Als Europa und die USA ihre Sanktionen gegen Russland verschärften, wehrte sich Wladimir Putin nur rhetorisch. Der Westen führe einen «wirtschaftlichen Blitzkrieg» gegen Russland, schimpfte der Kreml-Despot. Und kündigte «Vergeltungsmassnahmen» an – nannte aber keinen Details.
Beobachter befürchten, dass sich Moskau mit Cyberattacken gegen kritische Infrastruktur-Einrichtungen rächen könnte, Hackerangriffe auf die Energieversorgung etwa. Es wäre ein Krieg ohne Lärm – Computerviren statt Panzer.
Die Nato bereitet sich seit längerem auf solche Szenarien vor. Im Dezember hielt das westliche Militärbündnis eine gross angelegte Übung dazu ab. Unter dem Titel «Cyber Coalition 21» spielte die Nato verschiedene Szenarien durch. Eines davon: der digitale Angriff auf die Gasversorgung in Europa.
SonntagsBlick-Recherchen zeigen: An der Übung nahmen auch vier Cyberkrieger der Schweizer Armee teil. Mireille Fleury, Sprecherin des Verteidigungsdepartements, bestätigt: «Die Schweiz beteiligte sich mit vier Spezialisten der Führungsunterstützungsbasis (FUB).» Die FUB ist das militärische Zentrum für elektronischen Kriegführung und Kryptologie.
Ein bisschen mit dabei
Die Eidgenossenschaft ist zwar kein Nato-Mitglied, arbeitet aber im Rahmen der «Partnerschaft für Frieden» punktuell mit der Bündnisorganisation zusammen. Die Kooperation erfolge laut Fleury auf freiwilliger Basis, ohne rechtliche Verpflichtung. Jeder Staat könne den Umfang seiner Beteiligung selbst bestimmen.

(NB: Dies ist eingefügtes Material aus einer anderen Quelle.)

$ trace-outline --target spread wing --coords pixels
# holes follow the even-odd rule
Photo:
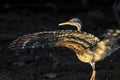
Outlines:
[[[105,40],[108,40],[108,42]],[[120,30],[107,29],[101,37],[101,42],[111,48],[110,53],[118,50],[120,48]]]
[[[63,46],[70,49],[93,47],[99,41],[97,37],[76,30],[44,31],[23,35],[10,44],[10,49],[38,48],[43,46]]]

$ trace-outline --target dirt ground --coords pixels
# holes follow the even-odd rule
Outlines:
[[[66,9],[66,8],[65,8]],[[112,7],[77,11],[11,9],[0,14],[0,80],[89,80],[91,66],[80,62],[67,48],[9,50],[17,37],[39,31],[76,29],[57,24],[73,17],[82,21],[82,30],[100,36],[106,29],[120,29]],[[72,12],[73,10],[73,12]],[[120,50],[97,62],[96,80],[120,80]]]

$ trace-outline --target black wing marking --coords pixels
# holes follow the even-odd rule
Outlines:
[[[99,41],[97,37],[86,32],[79,32],[76,30],[58,30],[58,31],[44,31],[32,34],[23,35],[14,40],[10,47],[11,49],[26,49],[37,48],[45,45],[56,45],[58,42],[71,42],[79,44],[85,48],[96,45]]]

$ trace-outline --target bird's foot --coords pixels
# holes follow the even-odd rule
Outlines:
[[[93,71],[90,80],[95,80],[95,76],[96,76],[96,71]]]

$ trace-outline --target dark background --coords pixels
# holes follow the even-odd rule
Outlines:
[[[73,17],[81,19],[83,31],[98,37],[106,29],[119,29],[114,3],[115,0],[1,0],[0,80],[89,80],[90,65],[80,62],[67,48],[11,51],[8,46],[23,34],[76,29],[57,25]],[[120,7],[114,9],[119,14]],[[96,80],[120,80],[119,58],[118,50],[97,62]]]

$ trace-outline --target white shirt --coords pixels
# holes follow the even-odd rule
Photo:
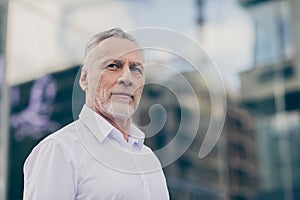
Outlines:
[[[24,164],[24,200],[165,200],[166,180],[144,133],[128,142],[84,106],[79,120],[42,140]]]

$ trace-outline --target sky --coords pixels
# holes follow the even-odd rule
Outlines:
[[[239,72],[252,65],[254,29],[247,11],[235,0],[207,1],[204,46],[218,66],[226,85],[240,89]]]
[[[194,0],[12,0],[8,21],[8,80],[24,82],[80,62],[93,33],[162,27],[195,40],[219,68],[226,86],[240,88],[240,71],[251,67],[253,26],[236,0],[207,0],[199,31]]]

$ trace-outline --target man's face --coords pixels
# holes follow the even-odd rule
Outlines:
[[[92,50],[80,78],[87,106],[108,118],[133,115],[144,86],[144,59],[137,48],[132,41],[112,37]]]

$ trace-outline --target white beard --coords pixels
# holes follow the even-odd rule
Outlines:
[[[103,109],[116,119],[129,119],[132,117],[135,109],[126,99],[111,100],[102,104]]]

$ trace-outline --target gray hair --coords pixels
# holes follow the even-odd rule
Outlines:
[[[111,38],[111,37],[117,37],[117,38],[124,38],[129,41],[132,41],[137,44],[137,41],[134,39],[134,37],[126,32],[124,32],[120,28],[113,28],[107,31],[99,32],[95,34],[87,43],[85,48],[85,55],[84,55],[84,61],[86,61],[86,58],[88,54],[103,40]]]

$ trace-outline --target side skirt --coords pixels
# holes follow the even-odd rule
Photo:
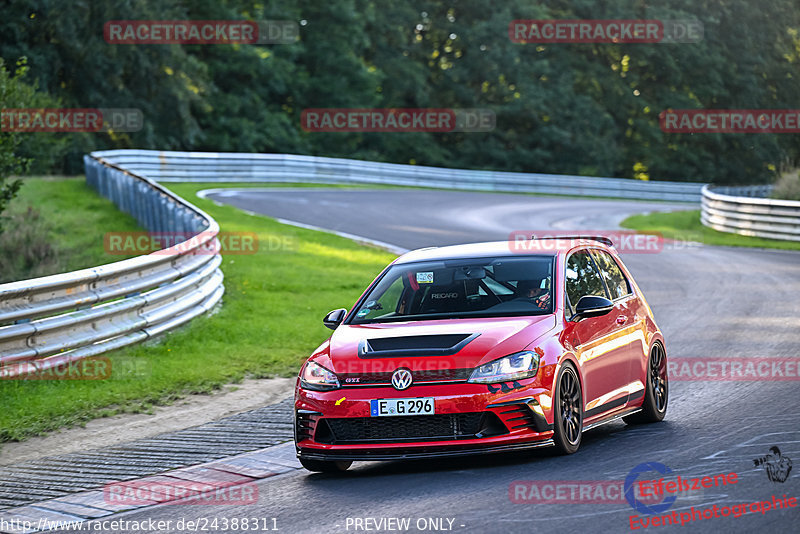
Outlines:
[[[616,421],[617,419],[622,419],[623,417],[627,417],[629,415],[633,415],[633,414],[635,414],[637,412],[641,412],[641,411],[642,411],[642,408],[641,407],[637,407],[637,408],[630,408],[628,410],[622,411],[622,412],[614,414],[614,415],[609,415],[608,417],[605,417],[603,419],[600,419],[599,421],[595,421],[594,423],[591,423],[591,424],[583,427],[583,431],[586,432],[587,430],[591,430],[593,428],[597,428],[598,426],[605,425],[606,423],[611,423],[613,421]]]

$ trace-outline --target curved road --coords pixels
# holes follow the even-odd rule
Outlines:
[[[215,191],[208,196],[245,210],[403,248],[503,240],[514,230],[609,230],[632,213],[682,207],[430,190],[276,188]],[[679,243],[659,253],[625,254],[624,259],[654,310],[670,358],[798,358],[800,252]],[[351,303],[335,302],[331,308],[340,305]],[[586,433],[581,450],[569,457],[538,450],[357,463],[344,475],[299,471],[266,479],[259,484],[261,497],[253,506],[161,506],[124,518],[172,519],[174,524],[180,518],[274,517],[281,531],[291,533],[402,531],[386,528],[396,527],[394,523],[376,529],[376,523],[356,522],[365,518],[410,518],[411,532],[436,531],[435,526],[456,532],[625,532],[631,530],[630,516],[635,514],[626,503],[513,503],[509,488],[513,494],[514,483],[520,480],[621,481],[637,465],[659,462],[672,469],[672,476],[738,474],[736,484],[680,496],[669,512],[765,501],[773,495],[798,497],[800,466],[785,482],[772,482],[753,462],[772,446],[800,462],[798,393],[796,380],[673,380],[663,423],[628,427],[617,422],[600,427]],[[650,472],[646,478],[658,477]],[[568,494],[569,489],[564,491]],[[791,532],[800,519],[798,510],[646,530]],[[429,521],[436,518],[444,520]]]

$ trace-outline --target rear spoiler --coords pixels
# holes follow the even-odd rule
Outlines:
[[[609,247],[614,246],[614,242],[611,241],[611,239],[601,235],[549,235],[548,234],[542,237],[536,237],[536,235],[531,236],[532,241],[533,240],[541,241],[544,239],[575,239],[584,241],[598,241]]]

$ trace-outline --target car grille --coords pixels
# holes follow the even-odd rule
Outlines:
[[[472,369],[434,369],[430,371],[411,371],[414,383],[466,381]],[[392,373],[341,373],[338,375],[342,387],[391,384]],[[352,380],[357,379],[358,382]],[[351,381],[348,381],[351,380]]]
[[[323,424],[327,429],[323,430]],[[349,417],[321,419],[315,441],[331,444],[379,443],[384,441],[445,441],[473,439],[502,433],[505,427],[492,413],[471,412],[448,415],[395,417]],[[484,432],[482,432],[484,430]],[[326,441],[327,440],[327,441]]]

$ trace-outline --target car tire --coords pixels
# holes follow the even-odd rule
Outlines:
[[[353,465],[353,462],[341,461],[327,461],[327,460],[309,460],[307,458],[300,458],[300,464],[315,473],[343,473]]]
[[[667,354],[661,343],[656,343],[647,358],[647,384],[642,411],[623,417],[622,420],[628,424],[658,423],[667,414],[668,401]]]
[[[561,366],[553,396],[553,442],[561,454],[572,454],[581,446],[583,432],[583,392],[575,367]]]

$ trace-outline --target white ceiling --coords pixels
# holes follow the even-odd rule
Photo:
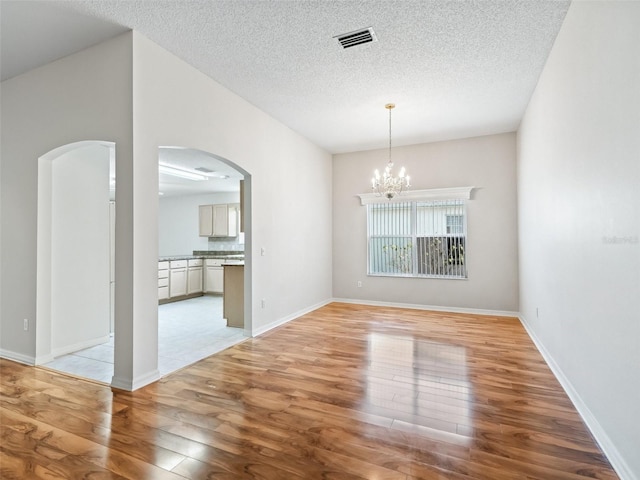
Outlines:
[[[193,173],[200,173],[198,169],[205,168],[215,175],[206,180],[189,180],[161,172],[160,194],[164,197],[240,191],[242,173],[206,152],[191,148],[160,147],[158,161]]]
[[[517,129],[560,0],[1,0],[10,78],[135,29],[332,153]],[[343,50],[334,36],[373,27]]]

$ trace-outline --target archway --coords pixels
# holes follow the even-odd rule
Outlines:
[[[159,147],[158,161],[158,369],[166,375],[251,335],[251,176],[224,157],[181,146]],[[228,207],[233,233],[203,233],[202,211],[214,206]],[[247,220],[242,229],[236,212]],[[245,256],[244,269],[233,268],[246,272],[243,329],[223,316],[230,302],[222,293],[227,268],[214,266],[221,255]]]
[[[36,364],[107,342],[112,333],[114,160],[115,144],[103,141],[39,158]]]

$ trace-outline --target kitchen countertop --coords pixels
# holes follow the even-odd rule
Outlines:
[[[223,260],[244,260],[244,253],[239,252],[193,252],[192,255],[168,255],[160,257],[158,261],[165,262],[169,260],[194,260],[196,258],[218,258]]]

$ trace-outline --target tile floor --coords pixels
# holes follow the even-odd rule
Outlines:
[[[205,295],[158,306],[158,369],[163,376],[245,338],[242,329],[226,326],[221,296]],[[43,366],[111,383],[113,337],[107,343],[58,357]]]

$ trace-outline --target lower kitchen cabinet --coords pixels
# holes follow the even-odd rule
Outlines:
[[[169,262],[169,298],[187,294],[187,261]]]
[[[161,260],[158,262],[158,300],[160,303],[202,295],[203,260]]]
[[[210,258],[205,260],[204,291],[206,293],[222,293],[224,291],[223,260]]]
[[[202,293],[202,259],[189,260],[187,266],[187,295]]]
[[[169,298],[169,262],[158,262],[158,300]]]

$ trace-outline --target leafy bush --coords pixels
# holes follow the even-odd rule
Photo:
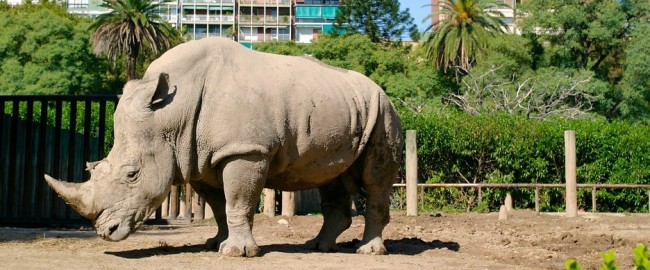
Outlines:
[[[650,184],[648,124],[583,120],[529,120],[511,115],[401,111],[404,130],[417,131],[418,178],[426,183],[563,183],[564,131],[576,131],[578,183]],[[579,190],[579,207],[591,191]],[[482,200],[498,210],[509,192],[515,207],[533,208],[534,189],[487,189]],[[541,189],[542,211],[563,209],[563,189]],[[427,189],[425,208],[474,209],[475,190]],[[647,211],[645,190],[601,189],[600,211]]]
[[[634,252],[634,265],[637,270],[648,270],[650,269],[650,257],[648,257],[648,247],[644,244],[637,244],[633,250]],[[613,250],[603,252],[600,254],[600,257],[603,258],[603,265],[600,267],[601,270],[618,270],[616,266],[616,254]],[[567,270],[580,270],[582,266],[574,259],[569,259],[564,263],[564,267]]]

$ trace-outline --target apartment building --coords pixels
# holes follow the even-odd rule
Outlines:
[[[338,4],[338,0],[176,0],[163,3],[160,14],[184,29],[189,39],[220,36],[251,47],[275,40],[310,43],[319,33],[332,30]]]
[[[7,0],[15,6],[23,0]],[[61,0],[69,13],[95,18],[110,10],[104,0]],[[310,43],[333,30],[340,0],[173,0],[159,14],[188,39],[226,37],[252,43],[294,40]]]

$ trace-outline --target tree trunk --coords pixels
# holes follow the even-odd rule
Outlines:
[[[129,55],[126,62],[126,80],[131,81],[135,80],[135,66],[138,62],[137,55]]]
[[[140,44],[133,44],[127,52],[126,62],[126,81],[135,80],[135,67],[138,64],[138,54],[140,53]]]

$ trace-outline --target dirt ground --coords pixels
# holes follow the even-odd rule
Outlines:
[[[278,222],[280,220],[288,221]],[[596,269],[600,252],[614,249],[630,269],[632,249],[650,243],[648,214],[391,213],[384,231],[387,256],[355,254],[363,218],[338,239],[338,253],[305,249],[322,216],[256,215],[256,258],[230,258],[203,248],[216,233],[211,224],[145,226],[127,240],[101,240],[90,229],[0,228],[2,269],[563,269],[568,258]]]

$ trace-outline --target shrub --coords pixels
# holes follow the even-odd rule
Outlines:
[[[470,116],[460,112],[401,112],[404,130],[417,131],[418,178],[426,183],[563,183],[564,131],[575,130],[578,183],[650,184],[648,124],[600,118],[530,120],[520,116]],[[515,206],[534,207],[533,189],[483,190],[482,200],[498,210],[505,193]],[[562,189],[541,189],[543,211],[563,209]],[[590,208],[591,191],[581,189],[579,207]],[[474,190],[428,189],[426,208],[473,209]],[[647,211],[645,190],[598,191],[600,211]]]

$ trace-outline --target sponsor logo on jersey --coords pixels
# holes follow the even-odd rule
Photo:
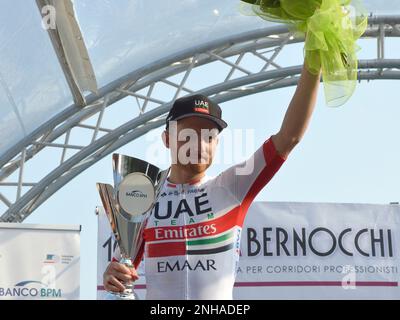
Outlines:
[[[158,261],[157,262],[157,271],[158,272],[173,272],[173,271],[212,271],[212,270],[217,270],[215,267],[215,260],[213,259],[207,259],[207,260],[197,260],[197,261],[191,261],[189,262],[188,260],[185,261],[175,261],[175,262],[170,262],[170,261]]]
[[[212,235],[217,232],[215,224],[200,224],[196,227],[179,227],[179,228],[156,228],[155,239],[166,240],[166,239],[186,239],[186,238],[198,238],[207,235]]]
[[[157,220],[177,219],[184,214],[189,217],[212,213],[212,208],[207,199],[207,193],[203,193],[193,198],[194,207],[191,207],[186,199],[181,199],[177,204],[172,200],[168,200],[160,208],[160,202],[156,202],[152,214]]]

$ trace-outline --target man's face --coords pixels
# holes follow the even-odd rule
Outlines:
[[[193,173],[201,173],[211,165],[218,144],[213,121],[197,116],[171,121],[166,137],[172,164]]]

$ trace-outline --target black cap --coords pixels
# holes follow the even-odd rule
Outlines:
[[[166,129],[168,130],[169,121],[177,121],[190,116],[197,116],[214,121],[221,132],[228,125],[222,120],[220,106],[210,98],[196,94],[175,100],[166,119]]]

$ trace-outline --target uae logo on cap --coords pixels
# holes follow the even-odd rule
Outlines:
[[[208,101],[194,100],[194,111],[210,114],[208,110]]]

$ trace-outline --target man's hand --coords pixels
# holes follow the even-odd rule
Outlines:
[[[135,268],[128,268],[119,262],[111,262],[103,275],[104,288],[111,292],[125,290],[124,282],[136,281],[139,276]]]

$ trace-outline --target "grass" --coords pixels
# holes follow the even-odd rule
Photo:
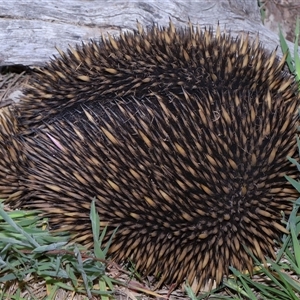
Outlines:
[[[258,5],[258,7],[259,7],[261,21],[262,21],[262,23],[264,24],[264,23],[265,23],[265,19],[266,19],[266,8],[265,8],[265,4],[262,3],[260,0],[257,0],[257,5]]]
[[[289,71],[295,75],[295,78],[298,82],[300,82],[300,57],[298,54],[299,31],[300,31],[300,26],[299,26],[299,18],[298,18],[296,22],[296,29],[295,29],[294,53],[292,55],[287,45],[287,42],[283,36],[283,33],[279,28],[279,39],[280,39],[281,50],[287,56],[286,63],[288,65]]]
[[[0,299],[54,299],[64,289],[108,300],[117,281],[105,272],[109,244],[102,247],[105,230],[99,232],[94,201],[90,217],[93,251],[69,245],[67,234],[50,234],[38,212],[6,212],[0,207]],[[34,288],[37,282],[43,282],[42,288]]]
[[[7,210],[0,203],[0,300],[109,300],[114,298],[116,286],[128,289],[123,292],[124,299],[137,299],[137,293],[159,296],[137,284],[134,269],[128,272],[107,260],[111,239],[102,244],[106,229],[100,232],[94,201],[90,212],[92,249],[70,243],[67,233],[50,233],[38,211]],[[109,276],[108,267],[114,274],[124,273],[126,280]],[[128,279],[133,281],[128,283]]]

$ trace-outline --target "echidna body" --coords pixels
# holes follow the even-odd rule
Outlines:
[[[0,134],[0,197],[92,241],[96,199],[117,261],[159,284],[252,269],[297,195],[297,85],[248,37],[153,27],[91,42],[34,75]]]

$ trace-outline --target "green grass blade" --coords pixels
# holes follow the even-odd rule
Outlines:
[[[3,210],[3,208],[0,206],[0,216],[7,222],[11,227],[13,227],[18,233],[22,234],[31,245],[34,247],[39,247],[40,245],[29,235],[27,232],[25,232],[21,227],[19,227],[13,219]]]
[[[283,54],[286,54],[287,57],[286,57],[286,63],[288,64],[288,67],[289,67],[289,70],[291,71],[291,73],[295,73],[295,67],[294,67],[294,64],[293,64],[293,59],[292,59],[292,56],[291,56],[291,52],[290,52],[290,49],[287,45],[287,42],[282,34],[282,30],[279,26],[279,39],[280,39],[280,46],[281,46],[281,50],[282,50],[282,53]]]
[[[294,61],[295,61],[295,76],[296,80],[299,82],[300,80],[300,58],[298,54],[298,44],[299,44],[299,17],[296,22],[295,29],[295,43],[294,43]]]

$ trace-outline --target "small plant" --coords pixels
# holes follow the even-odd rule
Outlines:
[[[282,53],[286,55],[286,63],[288,68],[292,74],[295,75],[296,80],[300,81],[300,57],[298,54],[298,44],[299,44],[299,18],[296,22],[295,29],[295,41],[294,41],[294,57],[291,55],[290,49],[287,45],[287,42],[282,34],[281,28],[279,27],[279,38],[280,38],[280,46]]]
[[[0,217],[0,299],[41,299],[41,294],[54,299],[59,289],[109,299],[116,281],[105,274],[109,243],[102,250],[106,230],[100,232],[94,201],[94,251],[68,245],[67,234],[50,234],[36,211],[7,213],[1,206]],[[39,281],[44,285],[34,290],[32,284]]]

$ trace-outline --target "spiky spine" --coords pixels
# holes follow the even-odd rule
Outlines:
[[[273,256],[296,197],[299,97],[283,64],[247,36],[172,24],[61,53],[3,121],[0,197],[85,243],[95,197],[108,236],[118,227],[110,253],[158,285],[251,271],[243,245]]]

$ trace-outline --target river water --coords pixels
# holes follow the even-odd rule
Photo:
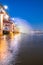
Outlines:
[[[0,36],[0,65],[43,65],[43,34]]]

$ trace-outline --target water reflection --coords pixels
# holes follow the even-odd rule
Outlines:
[[[11,65],[19,51],[20,34],[0,36],[0,65]],[[15,62],[15,60],[14,60]]]
[[[1,36],[0,65],[43,65],[43,35]]]

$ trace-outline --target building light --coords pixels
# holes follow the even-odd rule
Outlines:
[[[11,18],[14,21],[14,18]]]
[[[4,8],[5,8],[5,9],[8,9],[8,6],[7,6],[7,5],[4,5]]]

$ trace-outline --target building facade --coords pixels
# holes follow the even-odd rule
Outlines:
[[[14,32],[15,24],[10,20],[10,16],[6,13],[4,7],[0,5],[0,35],[3,31]]]

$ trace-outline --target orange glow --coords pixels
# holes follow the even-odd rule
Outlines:
[[[0,39],[0,61],[3,62],[4,59],[6,58],[7,56],[7,49],[8,49],[8,46],[6,44],[6,41],[3,39]]]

Koordiniert wurde die internationale Cyberübung in einer Kasernenanlage im estnischen Tallinn. Dort befindet sich das Nato-Kompetenzzentrum für Cyberabwehr, das Hirn im Kampf gegen digitale Spionage und Computerterrorismus in Europa.
Dass die Gefahr eines Hackerangriffs auf die Energieversorgung real ist, zeigt ein aktuelles Beispiel aus den USA. Im vergangenen Mai legte ein Cyberangriff eine riesige Pipeline im Osten des Landes lahm. Die Folge: Benzinknappheit und Hamsterkäufe. Washington rief den regionalen Notstand aus, Biden musste seine Mitbürger öffentlich vor Panik warnen. Nach Einschätzung des US-Präsidenten kam die Attacke aus Russland, allerdings nicht von staatlichen Stellen, sondern von kriminellen Hackergruppen, die Geld erpressen wollten.
Angst vor Vergeltungsschlägen
Der Krieg in der Ukraine sorgt bei Cyberspezialisten in ganz Europa für Unruhe. Als Rache für die Sanktionen befürchten deutsche Sicherheitsbehörden massive Hackerattacken aus Russland. Der Innenminister des Bundeslandes Niedersachsen, Boris Pistorius, sieht Betreiber kritischer Infrastrukturen dazu verpflichtet, «sich noch intensiver auf Cyberangriffe vorzubereiten». Pistorius warnt: «Sollten Cyberangriffe gegen unsere Kraftwerke, Wasser- und Stromversorgungen und andere kritische Infrastrukturen Erfolg haben, könnte das unsere Grundversorgung beeinträchtigen».
Auch der Nachrichtendienst des Bundes verfolgt die Lage mit höchster Aufmerksamkeit. «Der NDB beobachtet seit Beginn des Ukrainekriegs eine Intensivierung von Cyberangriffen sowohl auf russische wie auch auf ukrainische Einrichtungen», sagt Sprecherin Isabelle Graber. Die Schweiz sei im Rahmen des Ukrainekriegs bisher aber nicht zum Ziel geworden – doch die Bedrohung bleibe real.
Das Nationale Zentrum für Cybersicherheit (NCSC) in Bern sieht zurzeit keine erhöhte Gefahrenlage. Dies könne sich je nach Entwicklung aber schnell ändern. «Das NCSC schätzt aktuell vor allem ungezielte Angriffe als möglich ein», sagt Sprecherin Gisela Kipfer.
Firmen, die Abhängigkeiten zu Lieferanten oder Partnern in der Kriegsregion haben, sollten «spezielle Vorsicht walten lassen».
Darüber hinaus besteht laut NCSC die Gefahr, dass Kriminelle die Vorgänge in der Ukraine nutzen, um vermehrt aktiv zu werden.